En effet, “ le monde n’est pas une marchandise ”, “ un autre monde est possible” sont des mots d’ordre dont la dont la dynamique et de la puissance unificatrice dépassent la diversité et l’hétérogénéité du mouvement altermondialiste. Mais ils en contiennent aussi toutes les ambiguïtés et les contradictions potentielles.

D’un côté en effet, on l’a vu, ces deux phrases confèrent à la contestation de la mondialisation libérale sa portée anticapitaliste globale : la satisfaction des besoins de la majorité de la population, la préservation des biens communs de l’humanité, des services publics, doivent de façon inconditionnelle, passer avant les objectifs de profit et les lois de la marchandise.

Mais d’un autre côté, comme perspective de lutte, la “ démarchandisation du monde ”, de même que l’ “ autre monde possible ”, peuvent revêtir bien des visages. Cet objectif débouche en effet sur la remise au premier plan la valeur d’usage des biens produits, l’orientation de la production vers la satisfaction directe des besoins, la remise en cause des liens sociaux dépersonnalisants du marché : ces programmes peuvent se mettre en oeuvre de deux façons, fondamentalement contradictoires entre elles en termes d’émancipation humaine et notamment d’émancipation des femmes, aboutissant à deux grandes catégories de projets de société aux antipodes l’un de l’autre.

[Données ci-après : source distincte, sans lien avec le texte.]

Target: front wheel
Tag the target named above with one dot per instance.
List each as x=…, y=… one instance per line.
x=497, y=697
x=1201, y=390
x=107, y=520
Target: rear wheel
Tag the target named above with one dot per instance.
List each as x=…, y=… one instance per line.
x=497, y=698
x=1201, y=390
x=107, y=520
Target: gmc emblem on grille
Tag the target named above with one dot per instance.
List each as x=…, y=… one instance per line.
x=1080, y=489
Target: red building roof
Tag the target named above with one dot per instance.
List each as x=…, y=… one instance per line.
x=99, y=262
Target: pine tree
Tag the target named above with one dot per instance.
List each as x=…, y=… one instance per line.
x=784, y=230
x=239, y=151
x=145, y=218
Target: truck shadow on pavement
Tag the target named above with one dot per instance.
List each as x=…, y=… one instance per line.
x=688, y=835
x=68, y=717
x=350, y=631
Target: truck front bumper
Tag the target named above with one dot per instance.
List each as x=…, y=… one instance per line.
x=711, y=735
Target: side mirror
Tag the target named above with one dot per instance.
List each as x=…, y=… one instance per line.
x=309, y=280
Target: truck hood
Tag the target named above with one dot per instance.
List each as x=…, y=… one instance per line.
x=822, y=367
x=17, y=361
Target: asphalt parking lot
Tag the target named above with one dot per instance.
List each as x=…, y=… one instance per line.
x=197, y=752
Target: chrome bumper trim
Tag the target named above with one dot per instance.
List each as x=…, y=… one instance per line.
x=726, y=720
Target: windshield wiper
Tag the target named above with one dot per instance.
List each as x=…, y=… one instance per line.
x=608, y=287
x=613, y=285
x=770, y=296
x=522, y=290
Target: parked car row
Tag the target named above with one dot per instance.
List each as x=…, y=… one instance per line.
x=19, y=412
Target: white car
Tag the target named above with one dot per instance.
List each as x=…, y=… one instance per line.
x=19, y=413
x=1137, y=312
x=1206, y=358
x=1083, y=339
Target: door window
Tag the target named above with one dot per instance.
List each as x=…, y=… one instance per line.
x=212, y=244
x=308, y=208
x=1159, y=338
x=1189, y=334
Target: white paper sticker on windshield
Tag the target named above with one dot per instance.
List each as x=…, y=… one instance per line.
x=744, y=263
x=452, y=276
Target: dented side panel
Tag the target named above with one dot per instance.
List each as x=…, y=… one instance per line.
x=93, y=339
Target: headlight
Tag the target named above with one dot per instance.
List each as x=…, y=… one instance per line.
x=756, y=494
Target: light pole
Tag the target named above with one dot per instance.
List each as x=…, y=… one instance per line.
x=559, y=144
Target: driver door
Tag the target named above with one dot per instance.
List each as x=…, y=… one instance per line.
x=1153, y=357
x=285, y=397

Le premier projet vise à arracher pied à pied toutes les dimensions de la vie humaine aux rets de la marchandise : cela signifie un combat pour la défense et l’extension des service publics, d’une protection sociale collective, des domaines de la gratuité, des biens communs de l’humanité, de la production de biens et services utiles en fonction des besoins, bref de toute la sphère de l’appropriation sociale. La perspective est alors une construction collective consciente qui constitue un au-delà du marché. Or le caractère extrême de la logique néo-libérale de la phase actuelle du capitalisme, décrite ci-dessus, a deux corollaires : le premier, c’est que cette perspective, à l’arrivée, ne peut se dessiner de façon cohérente que comme un au-delà du capitalisme ; le second, c’est que certaines de ses lignes de forces sont présentes dans la société actuelle, à l ‘opposé d’une quelconque « compromis » qu ne dispose d’aucun espace, dans les conquêtes du mouvement ouvrier que le capitalisme contemporain n’a de cesse de vouloir reprendre, et notamment dans la protection sociale assise sur le statut du salariat (Friot 1998).

L’autre projet rêve de revenir à un en-deçà du marché, à l’économie domestique naturelle, ou du moins à une certaine représentation de celle-ci : liens sociaux de type personnel et non médiés (par le marché, par des institutions) entre membres de la société, économie du “ don ”, relations domestiques, familiales, de voisinage…. Tout un ensemble de rapports sociaux dont l’arrière–plan est structuré par la coutume, les hiérarchies « naturelles » et la tradition.

Le mouvement altermondialiste est depuis ses débuts traversé par ces deux aspirations contradictoires. Celles–ci se rencontrent dans l’influence que peuvent exercer, entre autres, des courants aussi potentiellement réactionnaires que le courant de la “ décroissance ” ou de l’“après développement ” (Treillet 2004), pour qui une autre mondialisation n’est pas à l’ordre du jour, mais qui se donnent pour programme de retrouver l’ « identité perdue » des sociétés (Latouche 2001, 2003). Cette nostalgie se retrouve aussi dans l’omniprésence de références souvent non totalement maîtrisées à Ponalyi et à la notion de « désencastrement » : l’analyse du processus par lequel avec la modernité les rapports de production se pensent comme détachés des déterminations autres – celles de l’épaisseur de la totalité des rapports sociaux comme celles des différents niveaux de la superstructure (l’autonomisation de l’économie, comme registre à la fois de l’action humaine et de la pensée) est par un bizarre retournement mise au service d’un objectif d’un illusoire « réencastrement » : remettre les rapports de production au service d’une totalité sociale.

Une série de questions connexes concentrent cette contradiction. On relèvera notamment parmi les plus importantes l’organisation de la reproduction de la force de travail (doit elle s’organise sur le mode de servies public les plus étendus possibles ou sur le mode « associatif », « solidaire », bénévole, etc ;), ainsi que la place du travail et du salariat. La nécessité d’appréhender le caractère contradictoire du salariat et de sauvegarde une approche dialectique apparaît clairement dans cette optique. Sans doute pas par hasard, la question des rapports de genre est centrale dans ces deux questions.

Il s’agit donc d’expliciter les implications théoriques et politiques de ces deux débats, les liens qu’ils entretiennent, de façon à donner au programme de démarchandisation du monde, sinon un contenu clair, du moins un contenu qui élucide les divergences politiques de fond.